As an ephemeral art, dance is extremely difficult to capture for those that are not watching it in real time. De Practica by Guglielmo Ebreo de Pesano is one of the most comprehensive glimpses into the dance of renaissance Florence. This book itself is a beautiful book, with decorated borders, illuminated initials, velvet covering, and humanistic script. De Pracitca presents itself as an important book, implying that the information in it is essential to the Florentine culture.
Compared to Florence, the conservation of Dutch dance is much less dignified. Through little books and texts we can find some details on the presence and type of dance performed in Holland. The formatting of the books say a lot about each culture’s dance: De Practica draws attention to itself and asks to be read by everyone, while the books on Dutch dancing are simpler and for those particularly interested in them.
Digging into the information inside any of these materials explaining dance, we find that it is very difficult to understand. Both Guglielmo and Arbeau (an author that explains dance movements from Renaissance Florence) assume that their readers know many of the terms they use to describe the dances. Though this may have seemed helpful, it is necessary that the steps be broken down to a painfully simple amount for anyone to have a chance of recreating a dance. The same is applicable to the sources we have regarding Dutch dance. Though Holland, MI has Dutch dancing each year during Tulip Time, they were unable to fully recreate the dances that took place in the country Holland. This is due to a lack of comprehensive explanation of the traditional dances of the country.
There is, as we have seen, a stark contrast in the role that dance played in these cultures. In Florence, dance was often used to idealize the prince, to impress visiting world leaders, and to arrange treaties. Beyond political reasons, dance was performed during weddings and festivals as a form of celebration. Florentine’s used dance to express how important they believed they were: for they believed they were the descendants of the Roman Empire.

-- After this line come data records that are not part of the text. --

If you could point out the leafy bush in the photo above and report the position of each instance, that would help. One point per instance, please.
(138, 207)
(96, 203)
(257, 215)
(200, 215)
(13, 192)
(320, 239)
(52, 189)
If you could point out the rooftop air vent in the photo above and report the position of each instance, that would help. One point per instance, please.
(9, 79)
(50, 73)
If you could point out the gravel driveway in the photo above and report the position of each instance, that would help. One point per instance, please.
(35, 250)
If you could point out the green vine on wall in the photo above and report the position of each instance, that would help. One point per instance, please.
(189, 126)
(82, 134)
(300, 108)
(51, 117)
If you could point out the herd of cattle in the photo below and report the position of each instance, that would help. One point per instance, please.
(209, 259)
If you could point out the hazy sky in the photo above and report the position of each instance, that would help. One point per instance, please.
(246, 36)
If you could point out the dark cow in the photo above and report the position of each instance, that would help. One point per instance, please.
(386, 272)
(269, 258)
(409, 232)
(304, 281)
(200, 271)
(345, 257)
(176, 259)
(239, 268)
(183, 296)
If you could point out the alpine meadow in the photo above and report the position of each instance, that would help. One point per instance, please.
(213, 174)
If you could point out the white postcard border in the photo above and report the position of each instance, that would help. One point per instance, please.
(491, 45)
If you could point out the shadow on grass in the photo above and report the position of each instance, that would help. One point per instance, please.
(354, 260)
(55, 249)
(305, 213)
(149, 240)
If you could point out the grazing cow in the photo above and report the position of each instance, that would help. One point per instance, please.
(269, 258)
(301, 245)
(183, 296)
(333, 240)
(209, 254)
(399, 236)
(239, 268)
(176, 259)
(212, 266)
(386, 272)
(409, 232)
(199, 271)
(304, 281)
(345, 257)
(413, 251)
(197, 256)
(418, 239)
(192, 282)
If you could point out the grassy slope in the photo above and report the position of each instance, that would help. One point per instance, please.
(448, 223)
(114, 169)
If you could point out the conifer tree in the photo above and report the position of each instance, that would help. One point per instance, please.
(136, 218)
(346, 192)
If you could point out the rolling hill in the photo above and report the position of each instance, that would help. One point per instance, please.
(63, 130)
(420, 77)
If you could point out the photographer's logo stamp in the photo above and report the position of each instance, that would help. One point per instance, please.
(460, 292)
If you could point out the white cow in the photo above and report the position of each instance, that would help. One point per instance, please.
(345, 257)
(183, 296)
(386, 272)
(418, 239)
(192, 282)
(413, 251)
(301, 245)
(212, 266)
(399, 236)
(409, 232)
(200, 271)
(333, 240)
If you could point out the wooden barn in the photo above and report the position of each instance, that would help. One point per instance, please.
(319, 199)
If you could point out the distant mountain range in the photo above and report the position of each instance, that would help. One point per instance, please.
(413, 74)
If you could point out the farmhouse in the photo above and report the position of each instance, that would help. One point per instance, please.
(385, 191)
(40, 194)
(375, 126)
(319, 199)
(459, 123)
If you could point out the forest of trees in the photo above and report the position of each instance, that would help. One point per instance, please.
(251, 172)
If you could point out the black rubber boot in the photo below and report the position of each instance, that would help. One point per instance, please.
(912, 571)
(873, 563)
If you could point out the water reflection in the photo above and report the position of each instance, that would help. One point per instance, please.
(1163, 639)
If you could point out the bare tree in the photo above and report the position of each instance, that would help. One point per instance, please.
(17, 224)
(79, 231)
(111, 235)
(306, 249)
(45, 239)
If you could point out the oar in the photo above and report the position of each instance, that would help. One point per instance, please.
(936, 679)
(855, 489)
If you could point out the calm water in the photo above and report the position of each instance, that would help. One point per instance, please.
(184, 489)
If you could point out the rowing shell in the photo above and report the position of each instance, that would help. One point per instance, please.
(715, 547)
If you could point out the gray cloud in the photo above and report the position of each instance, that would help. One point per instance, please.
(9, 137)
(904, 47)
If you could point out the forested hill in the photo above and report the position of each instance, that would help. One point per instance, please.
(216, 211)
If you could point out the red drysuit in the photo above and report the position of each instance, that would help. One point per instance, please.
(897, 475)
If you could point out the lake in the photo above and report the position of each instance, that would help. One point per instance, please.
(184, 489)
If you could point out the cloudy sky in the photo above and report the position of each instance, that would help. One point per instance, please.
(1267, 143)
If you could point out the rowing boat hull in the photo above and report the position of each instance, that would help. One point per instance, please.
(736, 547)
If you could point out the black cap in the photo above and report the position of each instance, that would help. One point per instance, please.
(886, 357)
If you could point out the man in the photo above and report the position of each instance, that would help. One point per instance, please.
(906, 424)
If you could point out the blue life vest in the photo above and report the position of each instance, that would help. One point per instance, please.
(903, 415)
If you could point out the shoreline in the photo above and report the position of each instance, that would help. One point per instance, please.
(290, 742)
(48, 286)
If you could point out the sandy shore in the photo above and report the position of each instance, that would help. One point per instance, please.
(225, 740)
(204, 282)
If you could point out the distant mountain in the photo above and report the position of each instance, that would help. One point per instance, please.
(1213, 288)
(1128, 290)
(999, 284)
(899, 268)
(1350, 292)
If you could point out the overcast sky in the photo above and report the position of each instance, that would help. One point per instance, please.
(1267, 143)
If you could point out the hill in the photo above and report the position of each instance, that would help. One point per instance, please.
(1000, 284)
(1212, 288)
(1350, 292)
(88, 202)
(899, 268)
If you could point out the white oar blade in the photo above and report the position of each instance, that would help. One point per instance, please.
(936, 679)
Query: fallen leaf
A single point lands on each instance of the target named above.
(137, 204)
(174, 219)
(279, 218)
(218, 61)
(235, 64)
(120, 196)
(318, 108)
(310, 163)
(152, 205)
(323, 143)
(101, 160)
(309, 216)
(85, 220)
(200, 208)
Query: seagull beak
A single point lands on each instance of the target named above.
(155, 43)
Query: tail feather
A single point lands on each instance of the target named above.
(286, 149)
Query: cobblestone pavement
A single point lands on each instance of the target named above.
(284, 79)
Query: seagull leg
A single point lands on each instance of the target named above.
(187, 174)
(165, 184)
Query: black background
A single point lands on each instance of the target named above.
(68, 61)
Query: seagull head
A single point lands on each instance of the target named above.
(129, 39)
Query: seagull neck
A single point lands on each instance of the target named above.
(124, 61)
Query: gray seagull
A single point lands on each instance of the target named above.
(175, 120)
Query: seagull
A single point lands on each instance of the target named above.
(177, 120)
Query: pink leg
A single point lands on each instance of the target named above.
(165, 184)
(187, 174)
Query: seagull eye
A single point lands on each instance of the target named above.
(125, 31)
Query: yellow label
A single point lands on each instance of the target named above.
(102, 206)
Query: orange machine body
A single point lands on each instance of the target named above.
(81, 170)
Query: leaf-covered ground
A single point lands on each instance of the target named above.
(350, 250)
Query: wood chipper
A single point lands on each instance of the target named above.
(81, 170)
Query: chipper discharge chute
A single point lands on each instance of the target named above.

Holland, Michigan uses dance as more of a way to celebrate their culture. It is seen as a way to express gratitude towards their ancestors that provided them with this wonderful community. Dutch dance is also a way to share their culture with others. The dance helps shape the joyful atmosphere that Holland, MI strives to have, and cultivates an appreciation for their home country.
Regardless of where I am in the world, dance seems to follow me and give me insight into each culture I encounter.